Why do I have replication lags and errors in my RDS for PostgreSQL DB instance?
Last updated: 2022-06-22
I am getting replication errors and lags in my Amazon Relational Database Service (Amazon RDS) for PostgreSQL instance.
You can scale reads for your Amazon RDS for PostgreSQL DB instance by adding read replicas to the instance. RDS for PostgreSQL uses PostgreSQL native streaming replication to create a read-only copy of a source DB instance. This read replica DB instance is an asynchronously created physical replica of the source DB instance. This means that sometimes the replica can't keep up with the primary DB instance. As a result, replication lag can occur. The replica DB is created by a special connection that transmits the write ahead log (WAL) data from the source DB instance to the read replica. Therefore, the read replica checks the WAL logs to replicate the changes done on the primary instance. When the read replica can't find the WAL on the primary instance, the read replica is recovered from the archived WAL data in Amazon Simple Storage Service (Amazon S3). For more information, see How streaming replication works for different RDS for PostgreSQL versions.
You can monitor replication lag in Amazon CloudWatch by viewing the Amazon RDS ReplicaLag metric. This metric shows how far a read replica has fallen behind its source DB instance. Amazon RDS monitors the replication status of your read replica. Then, it updates the Replication State field in the Amazon RDS console to Error if replication stops for any reason. The ReplicaLag metric indicates how well a read replica is keeping up with the source DB instance and the amount of latency between the source DB instance and a specific read instance.
You might see one of the following errors in the RDS for PostgreSQL error logs when replica lag increases:
- Streaming replication has stopped: You get this error when streaming replication between the primary and replica instances breaks down. In this case, replication starts replaying from archive location in Amazon S3, leading to further increase of replica lag.
- Streaming replication has been terminated: You get this error when replication is stopped for more than 30 consecutive days, either manually or due to a replication error. In this case, Amazon RDS terminates replication between the primary DB instance and all read replicas to prevent increased storage requirements on the primary instance and longer failover times.
The read replica instance is available even after replication is terminated. However, replication can't be resumed because the transaction logs required by the read replica are deleted from the primary instance after replication is terminated.
The most common reasons for increase in the replica lag are the following:
- Configuration differences between the primary and replica instances
- Heavy write workload on the primary instance
- Transactions that are running for a long time
- Exclusive lock on primary instance tables
- Corrupted or missing WAL file
- Network issues
- Incorrect parameter setting
- No transactions
Configuration differences between primary instance and read replica
Incorrect replica instance configurations can affect replication performance. Read replica handles a write workload that's similar to that of the source instance along with additional read queries.

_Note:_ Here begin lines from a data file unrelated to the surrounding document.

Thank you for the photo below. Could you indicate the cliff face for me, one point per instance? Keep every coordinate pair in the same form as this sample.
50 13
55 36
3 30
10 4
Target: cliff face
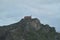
28 29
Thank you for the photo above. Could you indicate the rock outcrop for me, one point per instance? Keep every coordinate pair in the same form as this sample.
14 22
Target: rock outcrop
28 29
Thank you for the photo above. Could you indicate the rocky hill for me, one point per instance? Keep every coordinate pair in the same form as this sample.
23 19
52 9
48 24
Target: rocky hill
28 29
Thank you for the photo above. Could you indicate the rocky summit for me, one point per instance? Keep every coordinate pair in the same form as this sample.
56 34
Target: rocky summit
28 28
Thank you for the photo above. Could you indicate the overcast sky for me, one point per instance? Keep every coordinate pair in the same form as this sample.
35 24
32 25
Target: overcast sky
48 11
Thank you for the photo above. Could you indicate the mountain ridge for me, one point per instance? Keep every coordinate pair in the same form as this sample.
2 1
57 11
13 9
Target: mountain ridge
28 28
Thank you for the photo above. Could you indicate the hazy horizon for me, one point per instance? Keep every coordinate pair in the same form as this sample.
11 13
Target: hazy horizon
47 11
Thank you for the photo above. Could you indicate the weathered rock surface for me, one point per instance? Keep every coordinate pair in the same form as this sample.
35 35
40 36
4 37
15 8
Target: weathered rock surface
28 29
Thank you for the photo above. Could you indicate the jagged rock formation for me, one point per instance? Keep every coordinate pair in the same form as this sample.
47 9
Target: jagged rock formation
28 29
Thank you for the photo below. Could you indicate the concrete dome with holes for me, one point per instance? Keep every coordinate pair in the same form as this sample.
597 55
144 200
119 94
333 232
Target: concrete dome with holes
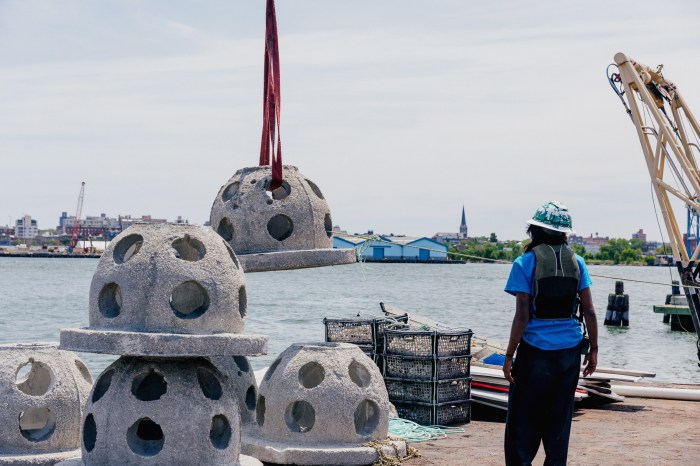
290 227
319 403
161 411
239 372
170 290
42 396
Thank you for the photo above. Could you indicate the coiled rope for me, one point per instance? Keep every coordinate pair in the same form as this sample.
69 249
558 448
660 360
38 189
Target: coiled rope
412 432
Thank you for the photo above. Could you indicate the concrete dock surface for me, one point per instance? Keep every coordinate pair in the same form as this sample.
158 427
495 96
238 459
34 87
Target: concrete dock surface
638 431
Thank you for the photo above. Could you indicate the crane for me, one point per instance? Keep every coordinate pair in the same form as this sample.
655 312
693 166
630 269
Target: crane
669 135
78 213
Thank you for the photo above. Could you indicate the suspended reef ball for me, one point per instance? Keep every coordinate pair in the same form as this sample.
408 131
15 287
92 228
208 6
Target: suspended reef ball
286 228
42 396
319 403
167 290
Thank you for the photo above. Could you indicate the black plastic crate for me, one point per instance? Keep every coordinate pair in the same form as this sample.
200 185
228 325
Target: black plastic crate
456 412
410 390
409 342
420 413
453 343
386 323
407 367
454 367
452 390
357 331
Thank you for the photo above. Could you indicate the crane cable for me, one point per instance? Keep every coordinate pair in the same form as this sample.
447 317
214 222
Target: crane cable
271 153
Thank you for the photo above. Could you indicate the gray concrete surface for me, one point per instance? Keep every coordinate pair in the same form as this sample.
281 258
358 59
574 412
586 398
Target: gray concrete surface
317 403
162 344
288 260
42 393
252 219
161 411
172 278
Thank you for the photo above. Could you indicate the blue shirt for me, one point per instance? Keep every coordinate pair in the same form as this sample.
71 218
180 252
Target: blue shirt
546 334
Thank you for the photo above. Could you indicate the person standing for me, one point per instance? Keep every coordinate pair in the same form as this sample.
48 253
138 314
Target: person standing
547 281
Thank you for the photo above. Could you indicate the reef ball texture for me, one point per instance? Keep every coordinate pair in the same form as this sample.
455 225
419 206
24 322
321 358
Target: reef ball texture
322 394
42 394
252 219
161 411
168 278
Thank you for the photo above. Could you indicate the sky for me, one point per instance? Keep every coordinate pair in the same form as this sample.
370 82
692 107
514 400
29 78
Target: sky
402 111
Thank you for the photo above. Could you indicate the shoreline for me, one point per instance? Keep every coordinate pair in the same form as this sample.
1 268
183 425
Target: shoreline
636 431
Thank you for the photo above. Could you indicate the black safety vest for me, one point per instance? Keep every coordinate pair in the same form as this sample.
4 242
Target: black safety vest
555 282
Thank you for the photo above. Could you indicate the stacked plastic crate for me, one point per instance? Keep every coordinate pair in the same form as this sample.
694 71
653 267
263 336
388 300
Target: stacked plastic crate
365 332
427 375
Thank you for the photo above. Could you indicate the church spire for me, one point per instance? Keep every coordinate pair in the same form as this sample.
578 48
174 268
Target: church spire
463 226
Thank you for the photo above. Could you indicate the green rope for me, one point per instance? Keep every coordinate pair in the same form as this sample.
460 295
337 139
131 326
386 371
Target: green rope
412 432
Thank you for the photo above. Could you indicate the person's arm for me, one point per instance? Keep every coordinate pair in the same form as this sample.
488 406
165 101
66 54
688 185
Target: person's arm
522 315
591 361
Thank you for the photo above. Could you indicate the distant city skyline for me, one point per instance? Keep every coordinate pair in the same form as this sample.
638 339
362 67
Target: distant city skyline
400 111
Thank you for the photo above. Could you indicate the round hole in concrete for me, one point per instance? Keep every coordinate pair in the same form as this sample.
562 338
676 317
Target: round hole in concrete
366 417
233 255
89 433
271 369
145 437
209 383
242 301
314 188
34 378
109 302
189 300
225 229
84 371
220 432
102 385
278 193
230 191
127 247
328 225
149 386
280 227
37 424
359 374
189 249
260 411
250 398
242 363
311 374
300 416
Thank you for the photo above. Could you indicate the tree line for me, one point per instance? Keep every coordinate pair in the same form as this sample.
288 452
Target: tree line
617 251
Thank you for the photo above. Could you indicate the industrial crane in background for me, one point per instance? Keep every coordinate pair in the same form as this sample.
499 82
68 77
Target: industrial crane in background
669 135
78 213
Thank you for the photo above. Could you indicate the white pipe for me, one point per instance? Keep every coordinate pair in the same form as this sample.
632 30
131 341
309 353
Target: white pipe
684 394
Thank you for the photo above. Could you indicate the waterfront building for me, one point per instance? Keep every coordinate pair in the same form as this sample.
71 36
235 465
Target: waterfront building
395 248
26 228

Therefore, use replicas of the same or higher instance class and storage type as the source instance. Because the replica must replay the same write activity as the source instance, the use of a lower-instance class replica can cause high latency for the replica and increase replication lag. Mismatched storage configurations increase the replication lag as well.
Heavy write workload on the primary instance
A heavy write workload on the primary instance might create a high influx of WAL files. An increase in the number of WAL files and replaying of these files on read replicas might slow down the overall replication performance. Therefore, when you see an increase in replica lag, be sure to check the write activity on the primary instance. You can use CloudWatch metrics or Enhanced Monitoring to analyze this workload. View values for TransactionLogsDiskUsage, TransactionLogsGeneration, WriteIOPS, WriteThroughput, and WriteLatency to find if the source instance is under heavy write workload. You can also check for bottlenecks at the throughput level. Each instance type has its dedicated throughput. For more information, see Hardware specifications for DB instance classes.
To avoid this issue, control and distribute write activity for the source instance. Instead of performing many write activities together, break your task into smaller task bundles, and then distribute these bundles evenly across multiple transactions. You can use CloudWatch alerts for metrics, such as Writelatency and WriteIOPS, to be notified of heavy writes on the source instance.
Transactions that are running for a long time
Active transactions that are running for a long time in the database might interfere with the WAL replication process, thereby increasing the replication lag. Therefore, be sure to monitor the runtime of active transactions with the PostgreSQL pg_stat_activity view.
Run a query similar to the following to find the process ID (PID) of the query that's running for a long time:
SELECT datname, pid,usename, client_addr, backend_start, xact_start, current_timestamp - xact_start AS xact_runtime, state, backend_xmin FROM pg_stat_activity WHERE state='active';
After identifying the PID of the query, you can choose to end the query.
Run a query similar to the following to terminate the query:
You can also choose to rewrite or tune the query to avoid transactions that are running for a long time.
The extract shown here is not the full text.